上 下
29 / 55

ロリは彼の出自を知った

しおりを挟む
 
 ―今から20年以上前の事。
 タナノフ王国ではある問題を抱えていた。

 ドロイ盗賊団という大きな組織が、度々事件を起こしていたのだ。
 窃盗、詐欺、殺人は日常茶飯事。
 果ては怪しげな薬や宝石の密売にまで手を出して…隣国のアイシスやマルロワにも被害が出てしまっていた。

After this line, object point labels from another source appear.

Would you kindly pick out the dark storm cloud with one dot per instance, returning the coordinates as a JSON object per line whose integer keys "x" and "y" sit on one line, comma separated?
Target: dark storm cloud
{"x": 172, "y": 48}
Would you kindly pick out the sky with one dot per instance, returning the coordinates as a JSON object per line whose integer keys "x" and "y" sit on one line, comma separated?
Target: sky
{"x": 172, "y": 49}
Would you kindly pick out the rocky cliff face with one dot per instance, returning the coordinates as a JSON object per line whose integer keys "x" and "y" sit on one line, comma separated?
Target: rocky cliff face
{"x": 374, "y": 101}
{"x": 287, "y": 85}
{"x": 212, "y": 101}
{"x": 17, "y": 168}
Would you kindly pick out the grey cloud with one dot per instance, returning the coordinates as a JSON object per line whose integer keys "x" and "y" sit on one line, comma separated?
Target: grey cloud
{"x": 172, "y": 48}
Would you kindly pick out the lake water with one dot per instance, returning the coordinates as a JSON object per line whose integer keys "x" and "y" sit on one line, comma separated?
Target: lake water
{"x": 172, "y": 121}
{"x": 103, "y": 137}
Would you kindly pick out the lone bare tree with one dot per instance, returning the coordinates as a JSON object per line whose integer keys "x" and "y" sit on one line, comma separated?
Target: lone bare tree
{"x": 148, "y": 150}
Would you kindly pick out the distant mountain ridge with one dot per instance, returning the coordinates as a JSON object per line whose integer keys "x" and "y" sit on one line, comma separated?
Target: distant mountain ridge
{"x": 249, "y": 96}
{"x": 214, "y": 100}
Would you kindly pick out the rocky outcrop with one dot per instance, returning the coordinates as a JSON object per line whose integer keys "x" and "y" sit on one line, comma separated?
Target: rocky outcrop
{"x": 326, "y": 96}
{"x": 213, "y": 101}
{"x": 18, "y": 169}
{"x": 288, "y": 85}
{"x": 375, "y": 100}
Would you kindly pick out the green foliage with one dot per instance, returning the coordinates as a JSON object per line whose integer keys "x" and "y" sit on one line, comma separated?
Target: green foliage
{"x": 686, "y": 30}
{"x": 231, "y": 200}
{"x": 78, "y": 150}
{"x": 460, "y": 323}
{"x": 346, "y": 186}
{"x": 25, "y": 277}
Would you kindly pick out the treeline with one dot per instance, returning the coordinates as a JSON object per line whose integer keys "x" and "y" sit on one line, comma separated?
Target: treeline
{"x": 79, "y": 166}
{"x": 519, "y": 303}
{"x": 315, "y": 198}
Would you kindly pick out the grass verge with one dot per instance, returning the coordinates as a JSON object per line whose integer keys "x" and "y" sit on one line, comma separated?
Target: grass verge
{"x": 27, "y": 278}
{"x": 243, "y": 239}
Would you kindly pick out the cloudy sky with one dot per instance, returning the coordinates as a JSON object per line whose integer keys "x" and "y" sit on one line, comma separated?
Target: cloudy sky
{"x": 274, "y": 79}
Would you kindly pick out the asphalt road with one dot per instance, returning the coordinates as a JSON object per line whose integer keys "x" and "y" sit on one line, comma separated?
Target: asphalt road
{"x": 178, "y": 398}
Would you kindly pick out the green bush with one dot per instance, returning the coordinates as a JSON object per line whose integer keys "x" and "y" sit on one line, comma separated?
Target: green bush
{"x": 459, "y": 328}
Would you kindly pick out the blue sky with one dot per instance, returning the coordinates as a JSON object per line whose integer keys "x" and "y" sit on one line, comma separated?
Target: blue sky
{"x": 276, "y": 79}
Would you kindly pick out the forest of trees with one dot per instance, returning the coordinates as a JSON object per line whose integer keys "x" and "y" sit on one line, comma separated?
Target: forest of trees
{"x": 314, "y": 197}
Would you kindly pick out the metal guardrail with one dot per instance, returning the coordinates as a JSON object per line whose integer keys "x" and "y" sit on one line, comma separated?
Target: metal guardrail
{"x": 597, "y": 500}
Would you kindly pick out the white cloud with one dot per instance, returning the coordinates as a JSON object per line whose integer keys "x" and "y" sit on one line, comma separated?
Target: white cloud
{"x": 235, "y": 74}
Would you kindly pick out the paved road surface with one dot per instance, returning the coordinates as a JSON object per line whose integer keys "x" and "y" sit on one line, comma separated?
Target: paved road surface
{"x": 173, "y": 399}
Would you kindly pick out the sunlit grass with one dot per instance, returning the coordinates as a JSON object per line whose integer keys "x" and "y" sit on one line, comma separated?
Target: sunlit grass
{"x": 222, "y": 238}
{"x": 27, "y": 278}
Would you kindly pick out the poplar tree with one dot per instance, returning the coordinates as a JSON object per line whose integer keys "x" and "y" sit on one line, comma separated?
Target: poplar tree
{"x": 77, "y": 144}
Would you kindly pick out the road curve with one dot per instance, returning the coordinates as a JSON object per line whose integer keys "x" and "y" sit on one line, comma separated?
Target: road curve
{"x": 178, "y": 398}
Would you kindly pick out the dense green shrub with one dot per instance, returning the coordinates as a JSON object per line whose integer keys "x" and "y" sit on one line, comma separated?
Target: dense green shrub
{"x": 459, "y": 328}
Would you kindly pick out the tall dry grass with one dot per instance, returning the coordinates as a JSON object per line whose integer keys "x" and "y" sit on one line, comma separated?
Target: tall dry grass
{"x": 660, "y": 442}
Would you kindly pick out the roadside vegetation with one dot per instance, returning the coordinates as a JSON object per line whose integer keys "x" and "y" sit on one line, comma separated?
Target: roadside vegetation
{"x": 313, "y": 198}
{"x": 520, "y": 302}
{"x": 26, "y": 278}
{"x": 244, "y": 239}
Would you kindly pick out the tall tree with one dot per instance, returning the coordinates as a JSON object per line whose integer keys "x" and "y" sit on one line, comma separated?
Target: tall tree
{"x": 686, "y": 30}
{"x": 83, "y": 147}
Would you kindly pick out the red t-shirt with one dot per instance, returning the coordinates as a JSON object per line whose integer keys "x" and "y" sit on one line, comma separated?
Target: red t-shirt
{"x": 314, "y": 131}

 当時のダンデ王は、先王の急死により王位を継いだばかり。
 下っ端の者達は幾度となく捕まえてきたが、親玉であるドロイの逮捕には一歩届かず、被害者は増える一方だった。

 そんなある日の事。

 ダンデは周囲からの期待と重圧に耐え切れず、一人でこっそり遠出していた。
 途中、馬を休ませようとオアシスに立ち寄る。中央にある泉に近寄ろうとした所、突然何者かが襲ってきた。
 刺客かと思い、慌てて相手をし仕留めたが…その男はドロイ盗賊団の証であるバンダナを身に付けていた。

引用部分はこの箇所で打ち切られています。